Is the room naturally lit? If the room is not dark, they do not need a basking light. In fact, I would not recommend basking lights as they dry out the surface of your lovely little froggies skin. The temperature you have been indicated for a White Lipped is too high. I would recommend anything between 24-27 tops, personally. Obviously my advice is not the rule, but I do not externally heat my frog cages during summer. And during winter when I do heat, I just fasten a heat-mat to the bottom or side, depending on the cage structure (Wide or tall). Frogs are primarily nocturnal and receive only scattered light through the leaves during the day.

As for 'soil'. I use coco peat, it holds moisture really really well, just wet it the first time then thoroughly spray every day and it will maintain itself. You may need to resoak it after a particularly hot day, but on the whole, no. You purchase the blocks from bunnings and soak it and it expands hugely.

- - - Updated - - -

I forgot to mention: It is still important to keep UV light on White Lips, just not the basking lamp.


----------



## dangles (Jan 13, 2013)

i just use an aquarium heater in the water and uv globe for mine. with plenty of shelter for them under leafy plants etc they will take whatever uv they want before hiding. Pretty sure normal flood lights wont give the uv required


----------



## Cypher69 (Jan 15, 2013)

Heating for frogs really seems to depend on where you live & the yearly temp range you're subjected to...
I've read 2 Aust books on frog keeping & they go into a lot of detail regarding using heating mats or water heaters to heat up the enclosure. BUT THEN when it comes to describing the care of each individual species both books will state heating is not necessary as long as temps don't drop below 10C for long periods.

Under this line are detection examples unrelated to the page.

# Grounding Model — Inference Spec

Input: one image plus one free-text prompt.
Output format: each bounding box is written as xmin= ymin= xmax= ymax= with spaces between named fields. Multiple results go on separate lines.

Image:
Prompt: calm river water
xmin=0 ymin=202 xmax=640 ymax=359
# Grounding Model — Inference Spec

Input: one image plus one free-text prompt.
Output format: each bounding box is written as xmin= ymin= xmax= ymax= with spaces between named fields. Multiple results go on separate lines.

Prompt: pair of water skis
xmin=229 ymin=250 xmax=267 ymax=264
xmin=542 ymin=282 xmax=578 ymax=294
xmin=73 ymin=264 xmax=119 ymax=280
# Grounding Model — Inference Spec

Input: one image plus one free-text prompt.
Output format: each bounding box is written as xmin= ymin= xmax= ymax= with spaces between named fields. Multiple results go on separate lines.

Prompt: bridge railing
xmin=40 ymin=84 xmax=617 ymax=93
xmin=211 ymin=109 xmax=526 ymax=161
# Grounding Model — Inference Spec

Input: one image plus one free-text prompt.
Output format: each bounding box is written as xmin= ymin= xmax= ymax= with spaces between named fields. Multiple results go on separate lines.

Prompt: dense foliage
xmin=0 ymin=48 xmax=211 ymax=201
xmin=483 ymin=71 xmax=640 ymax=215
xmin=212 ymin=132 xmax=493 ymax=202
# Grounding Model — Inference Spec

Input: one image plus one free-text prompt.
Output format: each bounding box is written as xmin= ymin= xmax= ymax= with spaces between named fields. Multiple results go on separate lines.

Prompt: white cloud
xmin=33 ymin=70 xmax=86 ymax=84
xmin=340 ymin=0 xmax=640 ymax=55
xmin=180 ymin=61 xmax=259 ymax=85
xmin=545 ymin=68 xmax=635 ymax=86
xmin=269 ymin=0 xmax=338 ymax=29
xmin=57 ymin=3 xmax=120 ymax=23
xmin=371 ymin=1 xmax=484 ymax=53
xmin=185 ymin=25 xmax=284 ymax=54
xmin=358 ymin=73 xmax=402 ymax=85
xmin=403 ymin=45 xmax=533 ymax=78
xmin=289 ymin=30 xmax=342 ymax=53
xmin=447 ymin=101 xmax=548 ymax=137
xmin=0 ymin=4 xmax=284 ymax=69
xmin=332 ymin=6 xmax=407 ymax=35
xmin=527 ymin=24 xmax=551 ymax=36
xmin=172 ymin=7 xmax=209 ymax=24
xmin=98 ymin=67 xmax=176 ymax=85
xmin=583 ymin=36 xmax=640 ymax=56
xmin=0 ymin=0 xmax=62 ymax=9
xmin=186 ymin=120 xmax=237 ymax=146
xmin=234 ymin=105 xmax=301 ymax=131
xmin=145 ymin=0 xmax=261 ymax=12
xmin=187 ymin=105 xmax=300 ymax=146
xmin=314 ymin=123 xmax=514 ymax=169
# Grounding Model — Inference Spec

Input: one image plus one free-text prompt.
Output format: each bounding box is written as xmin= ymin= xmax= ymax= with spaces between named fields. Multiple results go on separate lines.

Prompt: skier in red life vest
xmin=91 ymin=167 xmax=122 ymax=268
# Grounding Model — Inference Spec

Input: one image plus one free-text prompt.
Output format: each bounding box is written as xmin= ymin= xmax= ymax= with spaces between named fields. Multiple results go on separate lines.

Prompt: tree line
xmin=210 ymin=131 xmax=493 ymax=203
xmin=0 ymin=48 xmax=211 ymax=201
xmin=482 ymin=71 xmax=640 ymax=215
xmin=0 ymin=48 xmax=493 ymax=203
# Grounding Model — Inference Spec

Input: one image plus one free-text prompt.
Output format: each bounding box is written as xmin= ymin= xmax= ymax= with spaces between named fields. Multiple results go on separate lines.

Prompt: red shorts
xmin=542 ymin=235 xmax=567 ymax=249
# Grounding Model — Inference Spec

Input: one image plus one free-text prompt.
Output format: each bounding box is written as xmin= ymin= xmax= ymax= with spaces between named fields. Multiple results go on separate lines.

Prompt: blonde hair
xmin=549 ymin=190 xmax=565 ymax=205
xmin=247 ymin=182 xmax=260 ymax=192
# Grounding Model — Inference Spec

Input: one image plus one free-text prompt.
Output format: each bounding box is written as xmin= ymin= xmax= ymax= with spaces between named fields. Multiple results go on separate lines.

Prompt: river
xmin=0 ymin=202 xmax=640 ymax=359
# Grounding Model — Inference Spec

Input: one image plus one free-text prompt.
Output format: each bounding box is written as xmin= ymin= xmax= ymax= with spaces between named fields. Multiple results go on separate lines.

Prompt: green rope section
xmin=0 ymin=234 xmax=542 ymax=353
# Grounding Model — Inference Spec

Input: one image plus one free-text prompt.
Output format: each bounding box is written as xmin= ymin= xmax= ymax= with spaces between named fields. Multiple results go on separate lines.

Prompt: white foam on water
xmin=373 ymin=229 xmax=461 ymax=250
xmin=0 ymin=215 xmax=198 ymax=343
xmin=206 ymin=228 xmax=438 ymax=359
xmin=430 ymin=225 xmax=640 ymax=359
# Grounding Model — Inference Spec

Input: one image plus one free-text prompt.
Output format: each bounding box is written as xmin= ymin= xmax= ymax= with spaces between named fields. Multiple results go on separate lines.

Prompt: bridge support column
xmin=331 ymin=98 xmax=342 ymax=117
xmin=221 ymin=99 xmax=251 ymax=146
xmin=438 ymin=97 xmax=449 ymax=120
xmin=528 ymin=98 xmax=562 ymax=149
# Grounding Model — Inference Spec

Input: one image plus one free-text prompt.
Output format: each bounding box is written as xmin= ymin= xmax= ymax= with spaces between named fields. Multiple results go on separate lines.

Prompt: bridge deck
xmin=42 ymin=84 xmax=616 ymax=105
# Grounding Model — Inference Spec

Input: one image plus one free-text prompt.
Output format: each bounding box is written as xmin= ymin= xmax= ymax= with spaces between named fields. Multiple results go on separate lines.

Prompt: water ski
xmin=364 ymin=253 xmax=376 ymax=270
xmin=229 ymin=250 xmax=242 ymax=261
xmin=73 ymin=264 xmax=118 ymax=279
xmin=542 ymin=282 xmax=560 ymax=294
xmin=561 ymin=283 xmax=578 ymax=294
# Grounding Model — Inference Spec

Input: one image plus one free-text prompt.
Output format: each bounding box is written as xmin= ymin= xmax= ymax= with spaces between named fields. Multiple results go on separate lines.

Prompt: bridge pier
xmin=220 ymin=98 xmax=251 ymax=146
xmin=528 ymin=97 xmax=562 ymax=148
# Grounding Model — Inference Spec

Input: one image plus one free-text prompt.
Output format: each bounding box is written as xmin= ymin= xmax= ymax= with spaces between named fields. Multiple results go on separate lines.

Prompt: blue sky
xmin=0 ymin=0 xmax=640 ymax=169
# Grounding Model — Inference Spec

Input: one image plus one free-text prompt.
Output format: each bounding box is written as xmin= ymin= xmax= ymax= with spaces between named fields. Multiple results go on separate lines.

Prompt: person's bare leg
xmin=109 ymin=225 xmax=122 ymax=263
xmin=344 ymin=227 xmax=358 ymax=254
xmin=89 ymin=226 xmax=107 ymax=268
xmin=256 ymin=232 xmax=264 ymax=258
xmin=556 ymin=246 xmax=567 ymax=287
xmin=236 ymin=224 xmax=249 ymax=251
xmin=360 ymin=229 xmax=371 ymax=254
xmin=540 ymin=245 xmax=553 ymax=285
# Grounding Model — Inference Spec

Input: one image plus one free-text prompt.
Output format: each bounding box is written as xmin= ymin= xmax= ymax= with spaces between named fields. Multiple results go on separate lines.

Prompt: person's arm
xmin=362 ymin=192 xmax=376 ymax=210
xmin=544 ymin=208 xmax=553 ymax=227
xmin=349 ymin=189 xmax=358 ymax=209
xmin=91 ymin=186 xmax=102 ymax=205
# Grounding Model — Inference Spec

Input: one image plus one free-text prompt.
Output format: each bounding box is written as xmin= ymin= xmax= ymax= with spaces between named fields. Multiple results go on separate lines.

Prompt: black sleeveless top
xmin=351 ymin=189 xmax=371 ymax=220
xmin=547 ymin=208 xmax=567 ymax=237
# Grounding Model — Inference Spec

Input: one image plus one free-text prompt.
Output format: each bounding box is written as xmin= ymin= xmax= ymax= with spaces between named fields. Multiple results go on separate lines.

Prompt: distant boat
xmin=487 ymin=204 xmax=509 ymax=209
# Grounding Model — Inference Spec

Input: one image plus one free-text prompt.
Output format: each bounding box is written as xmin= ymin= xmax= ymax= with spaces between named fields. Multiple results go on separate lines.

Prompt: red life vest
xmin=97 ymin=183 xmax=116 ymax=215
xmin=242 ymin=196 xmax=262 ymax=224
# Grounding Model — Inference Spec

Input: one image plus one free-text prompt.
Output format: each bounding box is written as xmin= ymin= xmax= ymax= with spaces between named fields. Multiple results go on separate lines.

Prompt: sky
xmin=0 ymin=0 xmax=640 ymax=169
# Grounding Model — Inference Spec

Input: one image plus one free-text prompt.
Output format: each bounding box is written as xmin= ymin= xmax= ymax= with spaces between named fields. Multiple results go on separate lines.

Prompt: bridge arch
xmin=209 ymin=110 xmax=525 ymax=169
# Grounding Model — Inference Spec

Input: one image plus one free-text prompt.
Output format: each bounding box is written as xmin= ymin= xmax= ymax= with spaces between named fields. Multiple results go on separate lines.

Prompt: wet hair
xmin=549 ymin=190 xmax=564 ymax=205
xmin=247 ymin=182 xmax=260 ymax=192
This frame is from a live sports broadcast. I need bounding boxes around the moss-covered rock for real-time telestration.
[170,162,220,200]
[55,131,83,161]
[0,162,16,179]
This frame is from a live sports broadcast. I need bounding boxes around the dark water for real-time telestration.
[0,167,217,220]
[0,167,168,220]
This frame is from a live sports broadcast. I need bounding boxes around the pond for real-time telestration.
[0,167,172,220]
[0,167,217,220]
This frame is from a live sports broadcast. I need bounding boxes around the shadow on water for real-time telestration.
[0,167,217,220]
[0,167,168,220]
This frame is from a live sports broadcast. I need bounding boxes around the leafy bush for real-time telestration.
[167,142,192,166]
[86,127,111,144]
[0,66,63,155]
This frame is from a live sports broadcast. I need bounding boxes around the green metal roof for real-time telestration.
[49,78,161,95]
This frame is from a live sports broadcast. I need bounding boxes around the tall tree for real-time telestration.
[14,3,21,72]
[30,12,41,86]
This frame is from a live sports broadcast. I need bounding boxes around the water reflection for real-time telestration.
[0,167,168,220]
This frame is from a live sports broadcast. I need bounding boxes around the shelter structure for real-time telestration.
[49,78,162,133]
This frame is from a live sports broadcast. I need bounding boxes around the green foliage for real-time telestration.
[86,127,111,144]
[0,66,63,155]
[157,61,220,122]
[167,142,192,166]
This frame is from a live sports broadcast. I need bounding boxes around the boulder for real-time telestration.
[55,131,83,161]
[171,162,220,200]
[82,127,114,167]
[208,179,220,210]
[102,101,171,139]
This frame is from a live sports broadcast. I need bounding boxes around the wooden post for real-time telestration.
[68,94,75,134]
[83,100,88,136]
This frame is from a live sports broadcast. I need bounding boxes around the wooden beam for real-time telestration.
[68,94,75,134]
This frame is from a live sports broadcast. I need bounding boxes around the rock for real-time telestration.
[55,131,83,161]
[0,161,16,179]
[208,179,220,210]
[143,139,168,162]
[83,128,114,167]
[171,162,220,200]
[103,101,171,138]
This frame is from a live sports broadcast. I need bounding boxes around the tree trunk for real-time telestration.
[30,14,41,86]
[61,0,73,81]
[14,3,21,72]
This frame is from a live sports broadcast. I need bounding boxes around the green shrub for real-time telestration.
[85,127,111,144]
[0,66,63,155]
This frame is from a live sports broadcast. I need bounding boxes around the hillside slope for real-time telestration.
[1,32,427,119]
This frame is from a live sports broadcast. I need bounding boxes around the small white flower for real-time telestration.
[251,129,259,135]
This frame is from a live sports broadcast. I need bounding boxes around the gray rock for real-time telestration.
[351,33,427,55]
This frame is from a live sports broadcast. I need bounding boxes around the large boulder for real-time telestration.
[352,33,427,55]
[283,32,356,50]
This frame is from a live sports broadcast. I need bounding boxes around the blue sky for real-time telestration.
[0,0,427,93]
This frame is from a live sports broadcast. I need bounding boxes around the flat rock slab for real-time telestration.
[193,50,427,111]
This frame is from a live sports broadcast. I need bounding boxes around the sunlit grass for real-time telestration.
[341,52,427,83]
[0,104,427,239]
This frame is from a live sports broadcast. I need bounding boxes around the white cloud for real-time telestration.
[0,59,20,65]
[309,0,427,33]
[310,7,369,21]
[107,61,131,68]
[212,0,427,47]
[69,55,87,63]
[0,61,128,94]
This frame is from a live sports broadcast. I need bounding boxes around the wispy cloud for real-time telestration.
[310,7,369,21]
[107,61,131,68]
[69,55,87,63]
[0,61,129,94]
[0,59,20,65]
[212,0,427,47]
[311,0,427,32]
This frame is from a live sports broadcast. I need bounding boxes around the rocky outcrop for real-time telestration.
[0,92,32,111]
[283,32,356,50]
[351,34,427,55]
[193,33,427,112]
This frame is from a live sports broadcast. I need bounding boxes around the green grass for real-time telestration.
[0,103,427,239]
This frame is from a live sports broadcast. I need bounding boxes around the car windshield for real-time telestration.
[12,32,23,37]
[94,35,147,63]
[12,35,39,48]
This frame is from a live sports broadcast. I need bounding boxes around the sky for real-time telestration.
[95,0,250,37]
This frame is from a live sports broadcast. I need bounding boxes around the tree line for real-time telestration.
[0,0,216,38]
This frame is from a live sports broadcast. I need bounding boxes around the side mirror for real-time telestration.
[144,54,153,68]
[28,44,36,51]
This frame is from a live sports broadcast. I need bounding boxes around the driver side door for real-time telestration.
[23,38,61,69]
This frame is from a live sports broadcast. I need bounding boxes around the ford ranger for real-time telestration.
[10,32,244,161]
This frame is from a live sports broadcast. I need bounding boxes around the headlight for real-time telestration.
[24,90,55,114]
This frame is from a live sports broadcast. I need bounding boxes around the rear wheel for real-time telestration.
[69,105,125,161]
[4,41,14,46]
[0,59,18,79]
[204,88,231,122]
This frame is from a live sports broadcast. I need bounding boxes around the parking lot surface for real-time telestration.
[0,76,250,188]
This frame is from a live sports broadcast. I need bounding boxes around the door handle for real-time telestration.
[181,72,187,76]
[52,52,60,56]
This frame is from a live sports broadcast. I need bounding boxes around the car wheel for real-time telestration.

I mean it is a bit confusing as I'm a first-timer myself with GTFs. Both books state that GTFs like a dry environment & they will seek out the water themselves when thirsty/dry...then what's contradictory is that by using a water heater as suggested to heat up the enclosure...that would obviously create more of a humid environment, compared to the dry conditions both books imply.


----------



## rvcasa (Jan 29, 2013)

Only Aquatic species need constant water. 

Ground dwelling a bit less. but not the same extent. 

Tree frogs almost nothing. (compared to the 2 above anyway)
However, it's best to supply a water dish, big enough for them to soak in when needed. (a dog water bowl is perfect)

As for substrate, I tried coco peat, sphagnum moss etc. - what a mess!
Both on frogs' skin and enclosure inside walls, which required cleaning more often. Bah!

I also tried polished/smooth river pebbles from Bunnings (not too small, like aquarium size as they can be swallowed, but then a medium size pebble makes too much noise when frogs hops all night long in my son's bedroom!)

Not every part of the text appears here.